Nkosilathi Sibanda, Online Reporter

WHEN Charity Tshuma speaks of her childhood experiences during the Chamber of Mines Athletics competitions, she does so with a deep sense of belonging and ownership.

It is a reality bound to be received as mere grandiose, for those who never lived at mines.

But, her memories of the event, one of the best run competitions, leaves one who never was at a mine or that competition, envious.

Tshuma was born in Hwange in 1965 and raised in the coal mining area, where she lived until her relocation to Victoria Falls when she got married.

She recalls how in the late 1970s, when her father, who was a shift supervisor at the then Wankie Colliery Company, would take her on a weekend out.

Short of other options for entertainment in the small town, Saturdays started with the traditional family shopping at Meikles Town.

With that chore done and dusted, the family would ponder whether to go to bowling club, have breakfast at the Golf Club or watch the local football league.

Sunday would have a weekly routine of church and then Wankie Football Club before it changed to Hwange FC.

Rugby at the Sports Pavilion was yet another item on the entertainment bill.

Of all sport action she was exposed to, Tshuma counts the Chamber of Mines Athletics Championships as the best.

These were the Championships that left a lasting impression not only on her, but probably a large section of the sport loving community which never had anything else to pre-occupy besides sport and dancing.

Sport was mines’ life and the Chamber of Mines Games which were last held in 2008, left a big void even in the national athletics teams and it was the last nail on the coffin of track cycling.

Mines had kept that sport on the track.

Chamber of Mines Athletics Championships were like the national and final event of the year.

The competition, organised annually by major mining companies countrywide, pushed for the improvement of facilities and gave youths careers in sport and jobs at mines.

The mine managers valued the Championships as on the sidelines they had their own golf competitions with athletics, track cycling and tug-of-war providing for bragging rights.

Promotion, permanent jobs and blankets were some of the incentives for athletes and with the Championships, held from one mine to the other, they boosted tourist arrival figures and host mine communities’ economy as even informal traders got a share.

It was always great for the host mine’s community to come in numbers to cheer on heroes or watch iconic figures like Artwell Mandaza, Adon Treva, Phillip Mukomana, Juma Phiri, Salathiel Zangure, Dave Charlie, Njere Shumba, Julius Masvanhise, Jeffrey Masvanhise, Elliot Mujaji, Zephaniah Ncube, Themba Ncube, Benjamin Songoya, Jeffrey Wilson, Partson Muderedzi, Abel Nkoma, Kenias Tembo and Musaope Phiri.

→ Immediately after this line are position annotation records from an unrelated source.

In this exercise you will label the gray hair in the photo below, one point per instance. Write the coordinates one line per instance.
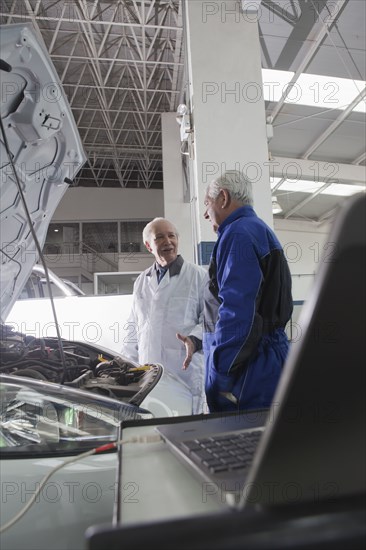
(148, 228)
(238, 186)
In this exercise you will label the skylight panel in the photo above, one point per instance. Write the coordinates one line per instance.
(308, 186)
(324, 92)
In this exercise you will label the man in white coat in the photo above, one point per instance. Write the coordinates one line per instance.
(167, 311)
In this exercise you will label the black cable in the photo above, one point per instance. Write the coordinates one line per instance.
(39, 250)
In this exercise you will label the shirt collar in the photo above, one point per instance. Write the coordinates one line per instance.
(174, 268)
(246, 211)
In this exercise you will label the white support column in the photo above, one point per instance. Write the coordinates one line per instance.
(226, 104)
(177, 207)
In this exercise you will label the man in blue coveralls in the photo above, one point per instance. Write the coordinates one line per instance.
(247, 301)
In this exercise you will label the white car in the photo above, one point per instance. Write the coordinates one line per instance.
(59, 397)
(98, 320)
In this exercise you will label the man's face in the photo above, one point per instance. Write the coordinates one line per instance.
(163, 243)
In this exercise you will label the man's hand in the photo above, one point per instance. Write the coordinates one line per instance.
(190, 349)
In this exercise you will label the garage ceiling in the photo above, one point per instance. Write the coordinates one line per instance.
(122, 64)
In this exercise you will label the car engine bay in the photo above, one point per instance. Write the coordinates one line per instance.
(84, 366)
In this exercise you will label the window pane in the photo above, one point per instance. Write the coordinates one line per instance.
(131, 236)
(100, 236)
(62, 238)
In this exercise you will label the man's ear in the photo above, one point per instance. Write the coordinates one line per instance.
(226, 198)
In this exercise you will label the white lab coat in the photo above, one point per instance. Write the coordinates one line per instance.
(158, 312)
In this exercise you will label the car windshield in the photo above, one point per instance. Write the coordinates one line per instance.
(49, 418)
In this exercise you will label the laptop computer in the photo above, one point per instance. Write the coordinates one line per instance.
(310, 445)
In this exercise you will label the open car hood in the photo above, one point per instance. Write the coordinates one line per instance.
(45, 147)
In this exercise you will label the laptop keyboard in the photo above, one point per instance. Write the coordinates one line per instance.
(221, 453)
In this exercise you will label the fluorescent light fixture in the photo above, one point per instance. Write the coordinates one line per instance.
(276, 207)
(325, 92)
(308, 186)
(250, 6)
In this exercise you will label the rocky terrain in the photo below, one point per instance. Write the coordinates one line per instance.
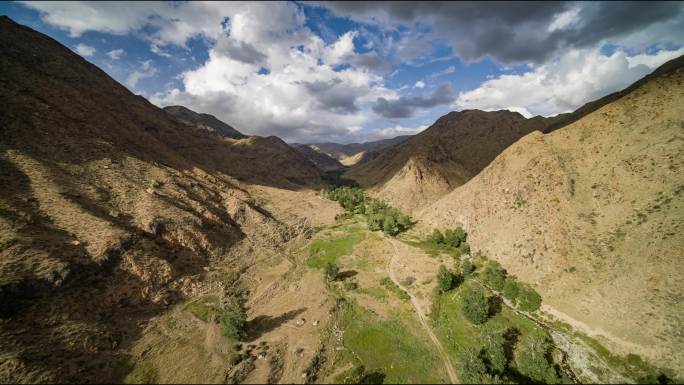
(455, 148)
(113, 211)
(593, 213)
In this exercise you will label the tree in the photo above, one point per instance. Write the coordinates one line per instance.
(511, 289)
(533, 358)
(467, 268)
(331, 271)
(494, 351)
(437, 237)
(474, 304)
(233, 320)
(494, 275)
(445, 279)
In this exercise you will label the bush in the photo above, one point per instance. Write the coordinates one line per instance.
(331, 271)
(233, 320)
(467, 268)
(533, 358)
(494, 351)
(494, 275)
(474, 304)
(437, 237)
(511, 289)
(472, 370)
(445, 279)
(528, 298)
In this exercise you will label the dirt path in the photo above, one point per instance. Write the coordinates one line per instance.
(421, 315)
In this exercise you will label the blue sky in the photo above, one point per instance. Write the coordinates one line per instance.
(312, 72)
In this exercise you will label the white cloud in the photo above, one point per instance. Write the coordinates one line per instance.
(562, 85)
(564, 19)
(144, 71)
(115, 54)
(302, 98)
(85, 50)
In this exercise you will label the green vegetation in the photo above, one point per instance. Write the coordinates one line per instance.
(380, 216)
(331, 271)
(392, 287)
(474, 305)
(533, 358)
(324, 251)
(494, 275)
(387, 349)
(233, 320)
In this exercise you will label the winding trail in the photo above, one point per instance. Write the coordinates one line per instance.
(421, 316)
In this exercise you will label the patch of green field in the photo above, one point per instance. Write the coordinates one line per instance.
(388, 347)
(434, 249)
(328, 250)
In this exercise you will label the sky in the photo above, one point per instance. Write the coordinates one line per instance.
(357, 71)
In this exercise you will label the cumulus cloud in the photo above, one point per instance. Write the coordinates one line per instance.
(85, 50)
(311, 91)
(115, 54)
(521, 32)
(145, 70)
(564, 84)
(406, 106)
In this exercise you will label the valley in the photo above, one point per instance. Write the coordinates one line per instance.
(141, 244)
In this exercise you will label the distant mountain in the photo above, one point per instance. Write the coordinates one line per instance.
(324, 161)
(593, 214)
(354, 153)
(112, 211)
(204, 121)
(455, 148)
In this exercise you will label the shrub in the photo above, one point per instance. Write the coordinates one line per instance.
(467, 268)
(528, 298)
(494, 275)
(474, 304)
(445, 279)
(494, 351)
(331, 271)
(233, 320)
(533, 358)
(437, 237)
(511, 289)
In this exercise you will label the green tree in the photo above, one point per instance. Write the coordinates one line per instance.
(445, 279)
(233, 320)
(331, 271)
(474, 304)
(467, 268)
(533, 358)
(494, 275)
(437, 236)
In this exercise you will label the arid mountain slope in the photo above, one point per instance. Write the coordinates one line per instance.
(205, 121)
(324, 161)
(455, 148)
(356, 153)
(111, 211)
(593, 215)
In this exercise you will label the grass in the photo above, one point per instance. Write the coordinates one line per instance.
(328, 250)
(387, 346)
(204, 308)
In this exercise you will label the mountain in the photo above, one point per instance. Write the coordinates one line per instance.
(112, 212)
(455, 148)
(593, 214)
(204, 121)
(324, 161)
(355, 153)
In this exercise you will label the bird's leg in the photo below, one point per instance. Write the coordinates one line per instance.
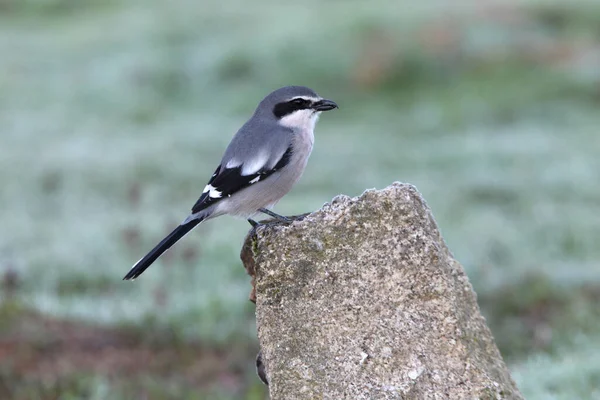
(275, 215)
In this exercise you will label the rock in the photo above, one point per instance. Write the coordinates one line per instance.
(363, 300)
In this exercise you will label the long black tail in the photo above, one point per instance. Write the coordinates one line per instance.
(160, 248)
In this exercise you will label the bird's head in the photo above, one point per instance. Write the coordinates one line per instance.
(296, 107)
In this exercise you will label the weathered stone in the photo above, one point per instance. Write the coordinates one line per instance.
(363, 300)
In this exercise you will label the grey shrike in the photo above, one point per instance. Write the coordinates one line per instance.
(264, 160)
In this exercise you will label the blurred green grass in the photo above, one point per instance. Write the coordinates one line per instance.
(112, 115)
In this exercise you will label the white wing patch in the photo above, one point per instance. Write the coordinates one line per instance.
(212, 192)
(254, 165)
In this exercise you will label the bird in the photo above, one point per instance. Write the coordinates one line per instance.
(261, 164)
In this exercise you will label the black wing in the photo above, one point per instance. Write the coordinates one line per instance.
(226, 181)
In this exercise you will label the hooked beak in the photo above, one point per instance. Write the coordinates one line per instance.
(324, 105)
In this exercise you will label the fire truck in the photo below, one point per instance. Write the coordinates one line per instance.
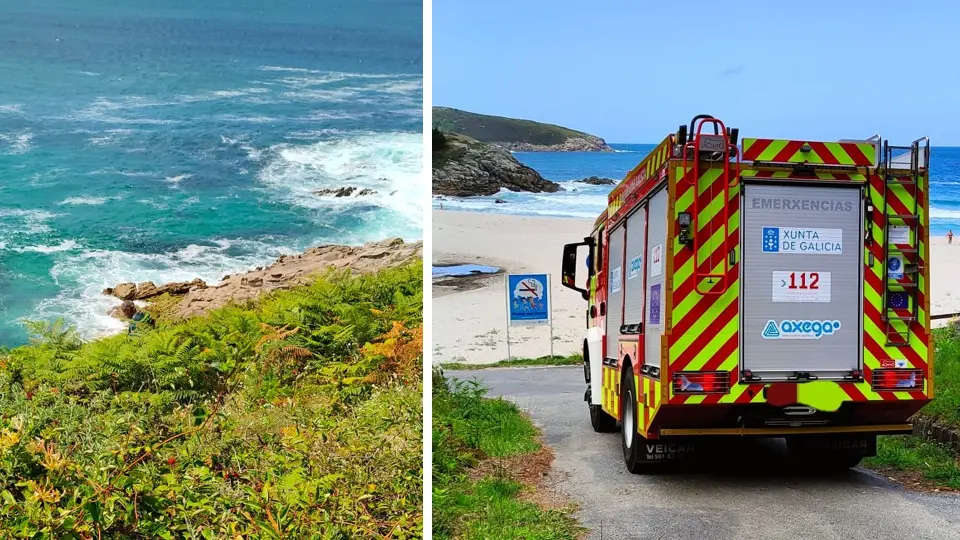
(758, 288)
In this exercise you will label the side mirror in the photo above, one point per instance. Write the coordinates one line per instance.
(568, 271)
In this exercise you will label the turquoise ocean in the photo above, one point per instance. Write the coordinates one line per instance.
(586, 201)
(170, 140)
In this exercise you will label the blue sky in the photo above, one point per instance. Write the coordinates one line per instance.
(632, 71)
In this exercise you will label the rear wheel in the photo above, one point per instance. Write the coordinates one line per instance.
(632, 441)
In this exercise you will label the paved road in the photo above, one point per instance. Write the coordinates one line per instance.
(763, 504)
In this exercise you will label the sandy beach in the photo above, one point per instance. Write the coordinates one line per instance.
(470, 314)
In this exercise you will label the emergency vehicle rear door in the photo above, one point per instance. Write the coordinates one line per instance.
(801, 280)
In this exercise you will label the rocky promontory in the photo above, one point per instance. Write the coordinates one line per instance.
(597, 181)
(465, 167)
(514, 134)
(187, 299)
(586, 143)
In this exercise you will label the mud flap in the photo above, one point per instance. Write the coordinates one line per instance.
(848, 444)
(670, 450)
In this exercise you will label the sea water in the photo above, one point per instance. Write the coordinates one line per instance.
(171, 140)
(587, 201)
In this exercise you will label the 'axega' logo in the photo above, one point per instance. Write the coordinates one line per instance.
(802, 329)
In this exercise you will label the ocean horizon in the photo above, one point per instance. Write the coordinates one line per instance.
(166, 142)
(584, 201)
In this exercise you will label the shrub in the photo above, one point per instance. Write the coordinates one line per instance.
(298, 416)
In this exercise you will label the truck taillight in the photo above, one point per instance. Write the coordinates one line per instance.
(897, 379)
(701, 382)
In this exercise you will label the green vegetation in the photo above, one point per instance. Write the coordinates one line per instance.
(935, 463)
(298, 416)
(487, 128)
(472, 500)
(570, 360)
(946, 376)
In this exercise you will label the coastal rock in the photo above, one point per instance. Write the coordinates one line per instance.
(597, 181)
(464, 167)
(348, 191)
(513, 134)
(574, 144)
(288, 271)
(125, 291)
(147, 289)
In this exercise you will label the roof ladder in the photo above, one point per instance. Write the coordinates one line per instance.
(902, 265)
(714, 147)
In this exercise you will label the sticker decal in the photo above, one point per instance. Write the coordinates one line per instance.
(895, 267)
(656, 260)
(801, 286)
(802, 240)
(615, 279)
(635, 264)
(799, 329)
(655, 304)
(898, 234)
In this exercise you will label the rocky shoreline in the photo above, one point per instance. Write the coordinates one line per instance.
(465, 167)
(191, 298)
(573, 144)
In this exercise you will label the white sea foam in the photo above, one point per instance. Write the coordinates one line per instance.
(16, 143)
(66, 245)
(942, 213)
(177, 179)
(17, 220)
(84, 275)
(586, 202)
(111, 136)
(84, 200)
(390, 164)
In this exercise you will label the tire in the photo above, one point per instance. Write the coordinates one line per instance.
(601, 421)
(631, 441)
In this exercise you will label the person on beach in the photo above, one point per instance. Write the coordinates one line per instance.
(130, 311)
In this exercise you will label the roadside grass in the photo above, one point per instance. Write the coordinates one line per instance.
(946, 375)
(925, 462)
(470, 431)
(569, 360)
(915, 460)
(298, 415)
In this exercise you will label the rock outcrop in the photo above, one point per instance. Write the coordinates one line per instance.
(574, 144)
(597, 181)
(197, 297)
(147, 289)
(464, 167)
(348, 191)
(515, 134)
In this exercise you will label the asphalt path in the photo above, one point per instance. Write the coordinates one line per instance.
(750, 495)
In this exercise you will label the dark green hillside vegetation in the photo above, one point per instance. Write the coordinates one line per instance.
(298, 416)
(486, 128)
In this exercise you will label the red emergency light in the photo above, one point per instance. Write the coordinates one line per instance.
(897, 379)
(701, 382)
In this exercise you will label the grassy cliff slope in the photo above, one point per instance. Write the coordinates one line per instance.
(512, 133)
(295, 416)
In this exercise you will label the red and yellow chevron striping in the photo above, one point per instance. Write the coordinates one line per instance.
(639, 180)
(860, 154)
(703, 333)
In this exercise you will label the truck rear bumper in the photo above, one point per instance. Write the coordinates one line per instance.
(880, 429)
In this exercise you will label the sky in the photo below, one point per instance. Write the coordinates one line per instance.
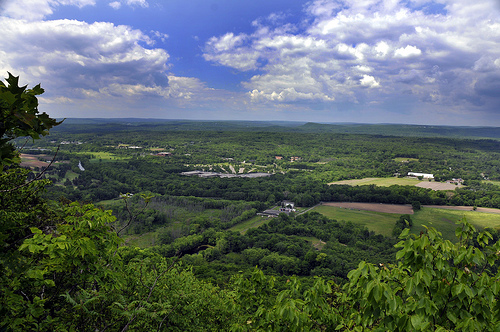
(362, 61)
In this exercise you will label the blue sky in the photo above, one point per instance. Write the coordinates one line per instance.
(365, 61)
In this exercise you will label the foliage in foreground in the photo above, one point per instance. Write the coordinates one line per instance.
(62, 269)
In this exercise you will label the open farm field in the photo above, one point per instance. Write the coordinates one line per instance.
(387, 182)
(106, 156)
(28, 160)
(400, 159)
(382, 182)
(378, 222)
(375, 207)
(438, 185)
(442, 218)
(496, 183)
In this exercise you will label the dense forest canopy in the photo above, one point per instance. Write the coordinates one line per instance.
(68, 262)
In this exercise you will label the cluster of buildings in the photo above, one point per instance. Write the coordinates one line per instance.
(203, 174)
(292, 159)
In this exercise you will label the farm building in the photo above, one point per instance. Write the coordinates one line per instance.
(423, 175)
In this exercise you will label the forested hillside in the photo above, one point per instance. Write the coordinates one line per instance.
(67, 228)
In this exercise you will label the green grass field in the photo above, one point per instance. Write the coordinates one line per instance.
(104, 156)
(379, 222)
(442, 219)
(496, 183)
(381, 182)
(445, 220)
(400, 160)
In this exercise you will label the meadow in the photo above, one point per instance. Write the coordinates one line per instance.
(381, 182)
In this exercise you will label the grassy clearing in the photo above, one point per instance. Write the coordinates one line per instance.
(442, 219)
(254, 222)
(496, 183)
(378, 222)
(316, 243)
(381, 182)
(104, 156)
(400, 160)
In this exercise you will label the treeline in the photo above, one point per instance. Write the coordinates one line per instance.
(284, 246)
(192, 214)
(102, 181)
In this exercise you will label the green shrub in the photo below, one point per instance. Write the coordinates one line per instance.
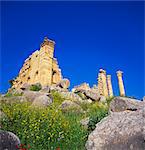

Most of the national teams on either side of Independence until 20 years ago, were dominated by athletes from the mines.

For long some of the records like Treva’s 46.2 seconds in the 400m and Artwell Mandaza’s 20.8 seconds in the 200, had stayed intact.

The last games were held at Zimasco’s Peak Stadium in Shurugwi and were the last in their 48th edition.

For one Juma Phiri the Chamber of Mines competitions were the local Olympics.

Phiri in his youth made a name at a championship held in Hwange in 1999. He set a new national record of 2.16m in the high jump.

“We are what we are because of the Chamber of Mines. A number of athletes that made it to the national teams and went on to represent the country at other big competitions, all came through those championships,” said Phiri .

He said a lot of talent was brought to the fore.

Phiri was poached by the legendary Prize Ndlovu to join Hwange Colliery towards the end of the 1990s.

Ndlovu was the Colliery sports officer.

Phiri remains a strong advocate for the revival of the championships.

“I was identified to compete at the Chamber of Mines while I was at Hamilton High School. During holidays I would train at White City Stadium and and would compete for Hwange at the Chamber Games. That was the start of my journey in sport. It is all because of the Chamber of Mines.

“I implore leaders within the Chamber of Mines, in particular the managing directors and the chief executives of mining companies to consider reviving the games,” he said.

He said as a beneficiary of the games, he will continue to lobby for their revival.

“I achieved a lot and would want the younger generation of athletes to experience the same. The Chamber of Mines were the best competition. We got monetary awards and other promotional opportunities that got us in good stead as young athletes,” said Phiri.